The liver produces the major plasma protein in the blood known as albumin. Albumin binds to water and cations, like calcium, to regulate the osmotic pressure in the blood. A diseased liver cannot produce enough albumin, which affects the pressure within the vascular system and allows fluid to leak out of the blood vessels. In addition, when albumin levels fall, less calcium can remain in the bloodstream, leading to a condition known as hypocalcemia.

Hypocalcemia

Hypocalcemia occurs when the amount of calcium in the blood drops below 8.2 milligrams per deciliter, as reported by the Cleveland Clinic. It's most commonly caused by a malfunction in the parathyroid gland, which produces parathyroid hormone essential to regulating blood calcium levels. Hypocalcemia produces symptoms ranging from mild repetitive tremors known as tetany to serious conditions like seizures, dementia, low blood pressure and congestive heart failure.

Resolution

To avoid low blood calcium levels caused by liver disease, it is important you maintain a healthy liver.

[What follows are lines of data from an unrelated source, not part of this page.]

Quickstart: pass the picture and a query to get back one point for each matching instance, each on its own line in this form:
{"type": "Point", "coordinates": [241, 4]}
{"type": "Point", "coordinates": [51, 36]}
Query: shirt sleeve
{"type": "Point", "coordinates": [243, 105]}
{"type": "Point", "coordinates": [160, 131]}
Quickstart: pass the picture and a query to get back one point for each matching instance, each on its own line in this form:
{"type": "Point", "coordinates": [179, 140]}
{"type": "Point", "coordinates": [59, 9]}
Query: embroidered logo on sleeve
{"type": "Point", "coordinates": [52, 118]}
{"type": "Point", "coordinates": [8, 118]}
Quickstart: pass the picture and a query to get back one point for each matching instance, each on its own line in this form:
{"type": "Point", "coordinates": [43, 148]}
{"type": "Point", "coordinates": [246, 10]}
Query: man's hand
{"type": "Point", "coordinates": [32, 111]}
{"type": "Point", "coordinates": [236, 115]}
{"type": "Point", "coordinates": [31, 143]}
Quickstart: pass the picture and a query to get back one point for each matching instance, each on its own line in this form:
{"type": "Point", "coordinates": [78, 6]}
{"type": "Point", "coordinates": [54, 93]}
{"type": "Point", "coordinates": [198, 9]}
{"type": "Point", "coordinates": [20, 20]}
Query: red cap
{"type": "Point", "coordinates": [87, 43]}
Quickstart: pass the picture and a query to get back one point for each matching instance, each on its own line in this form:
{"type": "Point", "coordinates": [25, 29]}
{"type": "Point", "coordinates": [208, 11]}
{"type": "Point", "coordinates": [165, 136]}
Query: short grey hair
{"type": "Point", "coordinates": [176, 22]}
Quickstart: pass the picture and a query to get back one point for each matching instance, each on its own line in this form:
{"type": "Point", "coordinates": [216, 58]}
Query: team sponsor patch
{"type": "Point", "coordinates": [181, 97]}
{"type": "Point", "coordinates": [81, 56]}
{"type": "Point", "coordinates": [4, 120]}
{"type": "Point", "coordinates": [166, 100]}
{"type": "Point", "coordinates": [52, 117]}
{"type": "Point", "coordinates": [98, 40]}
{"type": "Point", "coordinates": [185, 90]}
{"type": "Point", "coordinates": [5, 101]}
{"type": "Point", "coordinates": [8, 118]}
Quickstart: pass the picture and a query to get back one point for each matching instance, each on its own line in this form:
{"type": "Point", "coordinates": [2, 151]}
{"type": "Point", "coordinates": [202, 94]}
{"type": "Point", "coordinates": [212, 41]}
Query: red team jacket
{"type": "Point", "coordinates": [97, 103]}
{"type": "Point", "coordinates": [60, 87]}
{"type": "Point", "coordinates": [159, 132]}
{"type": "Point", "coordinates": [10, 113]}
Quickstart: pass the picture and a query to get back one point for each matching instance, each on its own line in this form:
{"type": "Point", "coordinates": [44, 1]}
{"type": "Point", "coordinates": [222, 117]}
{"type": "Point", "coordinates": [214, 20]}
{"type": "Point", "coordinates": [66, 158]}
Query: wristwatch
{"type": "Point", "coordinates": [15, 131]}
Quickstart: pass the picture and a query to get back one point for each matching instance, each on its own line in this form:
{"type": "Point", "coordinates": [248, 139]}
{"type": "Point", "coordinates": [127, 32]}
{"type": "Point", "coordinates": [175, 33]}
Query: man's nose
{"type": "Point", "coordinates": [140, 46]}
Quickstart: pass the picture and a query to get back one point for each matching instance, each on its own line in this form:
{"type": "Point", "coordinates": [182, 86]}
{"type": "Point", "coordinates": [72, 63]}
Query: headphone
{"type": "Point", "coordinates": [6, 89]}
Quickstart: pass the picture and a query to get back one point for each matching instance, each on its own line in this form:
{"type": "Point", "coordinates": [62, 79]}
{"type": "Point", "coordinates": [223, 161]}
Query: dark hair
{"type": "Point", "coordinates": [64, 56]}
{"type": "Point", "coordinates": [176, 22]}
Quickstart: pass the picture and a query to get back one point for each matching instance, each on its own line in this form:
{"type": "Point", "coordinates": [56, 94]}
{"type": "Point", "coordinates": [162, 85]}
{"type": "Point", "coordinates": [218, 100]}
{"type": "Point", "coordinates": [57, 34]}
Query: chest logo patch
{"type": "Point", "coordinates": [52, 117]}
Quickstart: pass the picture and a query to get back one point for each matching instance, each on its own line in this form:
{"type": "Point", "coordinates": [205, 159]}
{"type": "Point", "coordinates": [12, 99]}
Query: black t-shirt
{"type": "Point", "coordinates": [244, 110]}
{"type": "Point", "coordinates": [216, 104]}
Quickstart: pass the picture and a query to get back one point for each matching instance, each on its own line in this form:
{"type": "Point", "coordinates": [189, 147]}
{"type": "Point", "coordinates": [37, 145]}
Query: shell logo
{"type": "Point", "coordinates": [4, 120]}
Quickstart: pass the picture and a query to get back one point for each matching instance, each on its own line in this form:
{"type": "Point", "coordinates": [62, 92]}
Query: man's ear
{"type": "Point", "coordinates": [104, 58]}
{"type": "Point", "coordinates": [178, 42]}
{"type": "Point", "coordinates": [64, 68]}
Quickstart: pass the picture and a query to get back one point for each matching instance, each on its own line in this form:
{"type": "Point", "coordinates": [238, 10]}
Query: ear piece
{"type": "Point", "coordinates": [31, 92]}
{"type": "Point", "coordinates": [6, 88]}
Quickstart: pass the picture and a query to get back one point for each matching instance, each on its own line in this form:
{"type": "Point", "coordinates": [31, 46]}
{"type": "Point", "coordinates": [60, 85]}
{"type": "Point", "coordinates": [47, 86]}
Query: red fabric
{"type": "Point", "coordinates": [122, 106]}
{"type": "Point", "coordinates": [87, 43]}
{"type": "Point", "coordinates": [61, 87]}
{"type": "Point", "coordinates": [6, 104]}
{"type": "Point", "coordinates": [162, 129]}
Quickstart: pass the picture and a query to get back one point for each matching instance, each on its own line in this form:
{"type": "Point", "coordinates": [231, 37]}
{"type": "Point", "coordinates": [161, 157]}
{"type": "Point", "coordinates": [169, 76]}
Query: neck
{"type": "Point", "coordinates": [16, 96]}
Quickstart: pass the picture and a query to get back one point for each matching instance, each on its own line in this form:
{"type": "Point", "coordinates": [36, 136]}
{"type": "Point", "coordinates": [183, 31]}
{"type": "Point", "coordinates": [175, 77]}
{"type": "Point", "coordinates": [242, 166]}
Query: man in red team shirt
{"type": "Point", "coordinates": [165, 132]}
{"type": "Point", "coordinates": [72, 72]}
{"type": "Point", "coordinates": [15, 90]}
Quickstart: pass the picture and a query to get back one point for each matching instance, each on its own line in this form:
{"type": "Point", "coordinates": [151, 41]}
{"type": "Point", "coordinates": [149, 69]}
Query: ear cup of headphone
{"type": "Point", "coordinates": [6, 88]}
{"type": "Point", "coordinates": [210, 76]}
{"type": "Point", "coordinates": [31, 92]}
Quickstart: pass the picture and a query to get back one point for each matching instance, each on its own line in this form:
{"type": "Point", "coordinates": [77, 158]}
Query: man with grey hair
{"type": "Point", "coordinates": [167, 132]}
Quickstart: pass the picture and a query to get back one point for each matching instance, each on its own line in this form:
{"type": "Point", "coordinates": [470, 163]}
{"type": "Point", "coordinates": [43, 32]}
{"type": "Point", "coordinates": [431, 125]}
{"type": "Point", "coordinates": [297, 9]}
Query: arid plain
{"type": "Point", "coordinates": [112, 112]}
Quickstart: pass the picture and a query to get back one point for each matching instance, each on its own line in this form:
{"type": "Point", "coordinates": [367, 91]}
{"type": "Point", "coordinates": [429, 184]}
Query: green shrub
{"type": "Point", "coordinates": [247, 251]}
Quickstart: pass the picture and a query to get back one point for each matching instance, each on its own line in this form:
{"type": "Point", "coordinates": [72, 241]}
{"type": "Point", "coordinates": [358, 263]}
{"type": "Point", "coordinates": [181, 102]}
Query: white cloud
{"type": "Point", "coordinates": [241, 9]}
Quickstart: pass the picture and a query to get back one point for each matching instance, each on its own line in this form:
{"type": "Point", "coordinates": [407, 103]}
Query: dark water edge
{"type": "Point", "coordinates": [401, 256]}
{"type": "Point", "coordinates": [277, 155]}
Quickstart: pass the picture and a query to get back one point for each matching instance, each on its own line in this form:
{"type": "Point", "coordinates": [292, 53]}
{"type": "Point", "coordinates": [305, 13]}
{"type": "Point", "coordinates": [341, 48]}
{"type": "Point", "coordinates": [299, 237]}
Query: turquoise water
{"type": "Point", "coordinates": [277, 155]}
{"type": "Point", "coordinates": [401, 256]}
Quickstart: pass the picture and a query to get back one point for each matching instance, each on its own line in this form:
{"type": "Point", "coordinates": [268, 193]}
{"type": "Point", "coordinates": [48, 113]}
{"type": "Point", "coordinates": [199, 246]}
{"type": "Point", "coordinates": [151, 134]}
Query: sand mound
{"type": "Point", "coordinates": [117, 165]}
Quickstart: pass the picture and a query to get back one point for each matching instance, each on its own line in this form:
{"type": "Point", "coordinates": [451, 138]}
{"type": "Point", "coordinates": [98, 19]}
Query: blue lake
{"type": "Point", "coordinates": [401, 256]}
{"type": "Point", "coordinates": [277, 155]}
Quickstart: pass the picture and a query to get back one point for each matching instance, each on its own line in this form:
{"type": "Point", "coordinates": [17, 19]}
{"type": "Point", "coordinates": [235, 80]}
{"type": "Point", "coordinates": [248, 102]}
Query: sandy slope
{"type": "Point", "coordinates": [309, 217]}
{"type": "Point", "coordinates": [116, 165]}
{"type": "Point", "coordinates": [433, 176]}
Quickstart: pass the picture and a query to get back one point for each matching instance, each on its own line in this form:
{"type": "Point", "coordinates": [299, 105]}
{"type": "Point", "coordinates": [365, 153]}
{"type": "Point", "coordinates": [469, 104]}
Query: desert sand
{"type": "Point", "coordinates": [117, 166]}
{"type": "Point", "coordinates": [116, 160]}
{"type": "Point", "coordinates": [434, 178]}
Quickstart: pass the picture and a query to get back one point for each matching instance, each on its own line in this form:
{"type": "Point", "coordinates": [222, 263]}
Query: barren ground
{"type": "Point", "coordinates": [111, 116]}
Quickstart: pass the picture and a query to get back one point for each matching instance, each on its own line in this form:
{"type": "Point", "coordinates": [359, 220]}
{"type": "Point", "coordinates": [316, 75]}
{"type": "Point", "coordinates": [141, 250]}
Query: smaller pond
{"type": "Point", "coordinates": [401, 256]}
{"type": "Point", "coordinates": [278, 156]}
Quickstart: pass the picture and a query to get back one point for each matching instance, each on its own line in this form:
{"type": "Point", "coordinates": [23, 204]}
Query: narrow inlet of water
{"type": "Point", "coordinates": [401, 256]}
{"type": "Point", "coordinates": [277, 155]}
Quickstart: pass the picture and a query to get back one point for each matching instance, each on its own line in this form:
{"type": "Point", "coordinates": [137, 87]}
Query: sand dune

Approximately 75 percent of the blood entering the liver flows through the portal vein carrying the blood from the small intestine, stomach, pancreas and spleen, according to Colorado State University. Although this blood contains all the nutrients just absorbed through the small intestine, it also contains all the toxins you ingested. Drugs, including prescription, over-the-counter and illegal, all travel through the liver. The alcohol you consume also flows into the liver. As the first organ to encounter these toxins, the liver sustains the majority of the damage. To keep your liver healthy and maintain your blood calcium level, avoid excessive drug use and alcohol consumption.